なぜ「うわさ」なのでしょうか。またどんなうわさが広まったと言うのでしょうか。
「うわさ」には、「良いうわさ」と「悪いうわさ」があることは誰もが知っています。しかし常識から見て考えて下さい。もし「良いうわさ」であるならば、「良いうわさ」ではなく、「良い評判」と言うのではないでしょうか。つまり「うわさ」のほとんどは、「悪いうわさ」だと言うことです。
使徒パウロは、テモテに「若いやもめ」についてこのように教えています。
『若いやもめは断わりなさい。というのは、彼女たちは、キリストにそむいて情欲に引かれると、結婚したがり、初めの誓いを捨てたという非難を受けることになるからです。
そのうえ、怠けて、家々を遊び歩くことを覚え、ただ怠けるだけでなく、うわさ話やおせっかいをして、話してはいけないことまで話します。(第Ⅰテモテへの手紙5:11~5:13)』と。
それでは、主イエスのうわさは、どのようなうわさが広まったのでしょうか。それは主イエスがヤイロの娘を生き返らせたと言う奇跡の事実ではなく、主イエスがペテン師だと言ううわさです。その切っ掛けは、主イエスが言われた言葉にあるのです。
「あちらに行きなさい。その子は死んだのではない。眠っているのです。」
ヤイロの娘は確かに死にました。「死」とは、心臓が鼓動を止めたことを意味します。

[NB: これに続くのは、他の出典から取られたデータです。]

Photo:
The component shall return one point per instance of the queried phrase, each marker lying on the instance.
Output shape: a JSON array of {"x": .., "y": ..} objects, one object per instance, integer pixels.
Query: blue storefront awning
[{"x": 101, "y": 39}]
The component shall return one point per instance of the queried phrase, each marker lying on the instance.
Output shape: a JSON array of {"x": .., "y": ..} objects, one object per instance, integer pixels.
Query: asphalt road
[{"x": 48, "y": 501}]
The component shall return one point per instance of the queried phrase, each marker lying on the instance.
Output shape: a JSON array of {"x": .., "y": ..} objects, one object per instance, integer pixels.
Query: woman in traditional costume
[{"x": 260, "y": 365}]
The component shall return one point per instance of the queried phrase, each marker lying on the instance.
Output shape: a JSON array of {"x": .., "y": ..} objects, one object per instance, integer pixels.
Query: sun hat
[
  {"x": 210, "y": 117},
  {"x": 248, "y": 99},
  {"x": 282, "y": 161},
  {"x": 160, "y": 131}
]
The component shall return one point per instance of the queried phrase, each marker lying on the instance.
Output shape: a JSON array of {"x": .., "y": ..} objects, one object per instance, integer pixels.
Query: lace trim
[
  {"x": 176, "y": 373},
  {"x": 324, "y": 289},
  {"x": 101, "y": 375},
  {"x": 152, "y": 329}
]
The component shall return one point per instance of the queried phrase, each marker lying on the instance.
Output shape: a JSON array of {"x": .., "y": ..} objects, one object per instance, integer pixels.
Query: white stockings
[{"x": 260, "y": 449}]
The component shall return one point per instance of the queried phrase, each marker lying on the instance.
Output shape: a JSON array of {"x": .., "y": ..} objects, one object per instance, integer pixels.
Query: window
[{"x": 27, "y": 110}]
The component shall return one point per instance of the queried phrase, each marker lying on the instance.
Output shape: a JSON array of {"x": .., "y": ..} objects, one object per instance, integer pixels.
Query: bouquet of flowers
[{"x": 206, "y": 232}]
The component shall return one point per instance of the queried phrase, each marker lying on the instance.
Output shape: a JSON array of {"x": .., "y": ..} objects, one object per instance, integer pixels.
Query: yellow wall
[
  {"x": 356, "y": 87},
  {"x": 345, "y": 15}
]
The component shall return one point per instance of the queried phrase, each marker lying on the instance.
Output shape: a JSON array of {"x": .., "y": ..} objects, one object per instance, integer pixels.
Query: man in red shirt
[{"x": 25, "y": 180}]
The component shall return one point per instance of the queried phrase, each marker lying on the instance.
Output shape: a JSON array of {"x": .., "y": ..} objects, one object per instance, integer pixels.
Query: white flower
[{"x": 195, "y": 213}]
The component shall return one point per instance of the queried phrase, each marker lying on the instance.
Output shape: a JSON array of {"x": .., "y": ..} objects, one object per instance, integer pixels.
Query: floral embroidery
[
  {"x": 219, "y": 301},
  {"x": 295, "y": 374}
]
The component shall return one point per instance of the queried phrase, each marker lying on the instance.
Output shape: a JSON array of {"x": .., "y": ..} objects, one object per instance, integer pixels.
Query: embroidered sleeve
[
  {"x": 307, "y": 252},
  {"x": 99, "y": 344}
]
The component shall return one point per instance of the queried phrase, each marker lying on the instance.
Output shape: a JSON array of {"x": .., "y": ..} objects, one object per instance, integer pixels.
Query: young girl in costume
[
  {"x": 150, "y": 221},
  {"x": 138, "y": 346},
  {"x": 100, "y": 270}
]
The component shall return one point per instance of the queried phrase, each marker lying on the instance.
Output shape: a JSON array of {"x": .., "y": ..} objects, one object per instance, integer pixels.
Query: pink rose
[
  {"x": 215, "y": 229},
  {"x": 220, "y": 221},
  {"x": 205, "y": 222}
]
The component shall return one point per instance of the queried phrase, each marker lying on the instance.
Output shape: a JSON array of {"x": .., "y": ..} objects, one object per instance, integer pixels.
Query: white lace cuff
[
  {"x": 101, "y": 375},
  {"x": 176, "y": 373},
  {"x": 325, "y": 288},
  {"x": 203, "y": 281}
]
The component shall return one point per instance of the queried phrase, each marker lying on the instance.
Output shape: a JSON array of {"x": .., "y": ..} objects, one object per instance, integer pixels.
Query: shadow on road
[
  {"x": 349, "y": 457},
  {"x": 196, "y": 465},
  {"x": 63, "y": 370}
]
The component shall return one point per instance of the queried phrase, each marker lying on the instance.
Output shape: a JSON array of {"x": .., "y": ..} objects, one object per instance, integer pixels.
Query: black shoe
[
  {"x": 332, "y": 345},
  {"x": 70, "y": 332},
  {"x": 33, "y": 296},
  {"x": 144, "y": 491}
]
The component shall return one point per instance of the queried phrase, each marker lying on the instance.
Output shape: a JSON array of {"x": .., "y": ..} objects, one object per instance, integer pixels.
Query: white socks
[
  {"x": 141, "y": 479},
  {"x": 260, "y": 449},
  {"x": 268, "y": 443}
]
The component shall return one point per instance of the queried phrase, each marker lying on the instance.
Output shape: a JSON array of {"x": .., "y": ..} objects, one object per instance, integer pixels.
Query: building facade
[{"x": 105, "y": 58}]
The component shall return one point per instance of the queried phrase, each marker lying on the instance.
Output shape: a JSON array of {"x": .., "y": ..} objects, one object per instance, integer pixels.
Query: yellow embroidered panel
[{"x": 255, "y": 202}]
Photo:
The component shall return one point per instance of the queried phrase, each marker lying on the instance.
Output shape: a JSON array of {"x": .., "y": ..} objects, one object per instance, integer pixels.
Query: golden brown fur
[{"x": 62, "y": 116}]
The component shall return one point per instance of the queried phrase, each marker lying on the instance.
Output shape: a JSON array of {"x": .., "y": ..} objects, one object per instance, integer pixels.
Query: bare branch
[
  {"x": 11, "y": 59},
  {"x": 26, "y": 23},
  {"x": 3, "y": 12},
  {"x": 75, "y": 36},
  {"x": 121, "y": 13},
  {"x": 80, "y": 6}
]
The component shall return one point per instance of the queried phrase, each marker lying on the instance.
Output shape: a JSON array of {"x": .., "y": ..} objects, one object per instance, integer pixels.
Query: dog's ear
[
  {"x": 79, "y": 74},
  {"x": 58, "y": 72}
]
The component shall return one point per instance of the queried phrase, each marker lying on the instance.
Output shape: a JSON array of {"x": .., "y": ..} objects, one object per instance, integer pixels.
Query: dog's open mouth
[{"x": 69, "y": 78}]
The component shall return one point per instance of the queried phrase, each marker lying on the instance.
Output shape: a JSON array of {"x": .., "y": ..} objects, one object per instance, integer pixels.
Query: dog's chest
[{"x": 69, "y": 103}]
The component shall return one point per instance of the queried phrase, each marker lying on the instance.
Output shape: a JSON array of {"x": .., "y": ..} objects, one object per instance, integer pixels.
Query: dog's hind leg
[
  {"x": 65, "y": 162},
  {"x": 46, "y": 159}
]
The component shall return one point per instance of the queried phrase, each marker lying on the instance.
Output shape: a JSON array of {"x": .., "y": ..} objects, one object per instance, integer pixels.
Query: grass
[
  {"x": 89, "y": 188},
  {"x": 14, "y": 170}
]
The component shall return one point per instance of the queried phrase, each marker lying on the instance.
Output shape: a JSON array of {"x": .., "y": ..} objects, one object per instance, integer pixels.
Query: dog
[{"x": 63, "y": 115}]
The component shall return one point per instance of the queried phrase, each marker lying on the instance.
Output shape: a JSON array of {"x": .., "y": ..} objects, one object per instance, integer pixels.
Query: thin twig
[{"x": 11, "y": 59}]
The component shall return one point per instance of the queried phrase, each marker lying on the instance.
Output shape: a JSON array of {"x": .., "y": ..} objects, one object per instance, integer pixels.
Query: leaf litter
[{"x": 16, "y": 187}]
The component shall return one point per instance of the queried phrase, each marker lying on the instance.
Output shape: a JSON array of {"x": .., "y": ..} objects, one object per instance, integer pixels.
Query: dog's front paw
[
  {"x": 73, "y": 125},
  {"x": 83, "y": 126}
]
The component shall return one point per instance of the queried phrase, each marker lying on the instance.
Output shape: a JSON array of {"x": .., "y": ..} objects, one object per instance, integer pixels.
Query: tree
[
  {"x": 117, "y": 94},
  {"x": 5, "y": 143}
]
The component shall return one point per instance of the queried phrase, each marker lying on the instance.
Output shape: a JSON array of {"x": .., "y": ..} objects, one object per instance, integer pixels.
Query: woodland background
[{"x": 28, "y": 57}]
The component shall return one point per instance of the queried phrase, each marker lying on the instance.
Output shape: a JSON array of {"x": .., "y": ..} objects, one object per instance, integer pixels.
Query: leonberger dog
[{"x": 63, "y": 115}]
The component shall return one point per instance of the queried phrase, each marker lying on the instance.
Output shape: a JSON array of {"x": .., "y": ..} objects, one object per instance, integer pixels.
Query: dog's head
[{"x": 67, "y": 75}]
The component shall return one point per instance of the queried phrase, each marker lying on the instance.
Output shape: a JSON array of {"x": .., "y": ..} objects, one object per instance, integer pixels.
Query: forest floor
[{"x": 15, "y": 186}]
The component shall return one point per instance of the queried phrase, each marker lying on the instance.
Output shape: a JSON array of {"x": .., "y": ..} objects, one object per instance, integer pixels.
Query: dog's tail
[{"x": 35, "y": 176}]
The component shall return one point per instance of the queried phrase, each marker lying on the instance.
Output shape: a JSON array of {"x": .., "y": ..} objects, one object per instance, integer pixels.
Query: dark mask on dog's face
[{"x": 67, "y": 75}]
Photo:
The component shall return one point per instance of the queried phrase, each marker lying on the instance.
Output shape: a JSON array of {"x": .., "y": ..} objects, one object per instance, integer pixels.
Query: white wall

その瞬間、血液が体中に送られることがストップし、肉体はもはや動かなくなります。
しかし、死とは、魂を持った霊が、その肉体を離れ去ることを意味しています。それゆえ、主イエスが「タリタ・クミ」と言われた時、「娘の霊が戻った」と書かれているのです。
人々は主の言葉じりだけをとらえて、「娘は死んでいたのではなく眠っていたのだ、それを起こしただけだから、ナザレのイエスは嘘つきでペテン師だ。」と言ううわさが広まったのです。
福音書によりますと、主イエスは3人の人を生き返らせます。しかもそれぞれ段階が異なっているのです。
「ヤイロの娘」の場合は死んだ直後です。次に「やもめの一人息子(青年)」の場合には、死後数時間が経ち埋葬される直前になります。
そして「ラザロ」においては、すでに埋葬され、死後4日が経ち、腐って、ウジが湧いている時になります。これは、弟子たちへの「信仰の訓練」とも取れるのです。
一回目は、「死んだのではなく眠っていただけだ」、二回目は「死んだのではなく仮死状態であったのだ」と言ううわさが広まったとしても、ラザロの場合には、もはや誰もが奇跡であることを否定できず、うわさではなく真実と認めざるを得なかったのです。この時、多くのパリサイ人や律法学者たちが信仰を持ちました。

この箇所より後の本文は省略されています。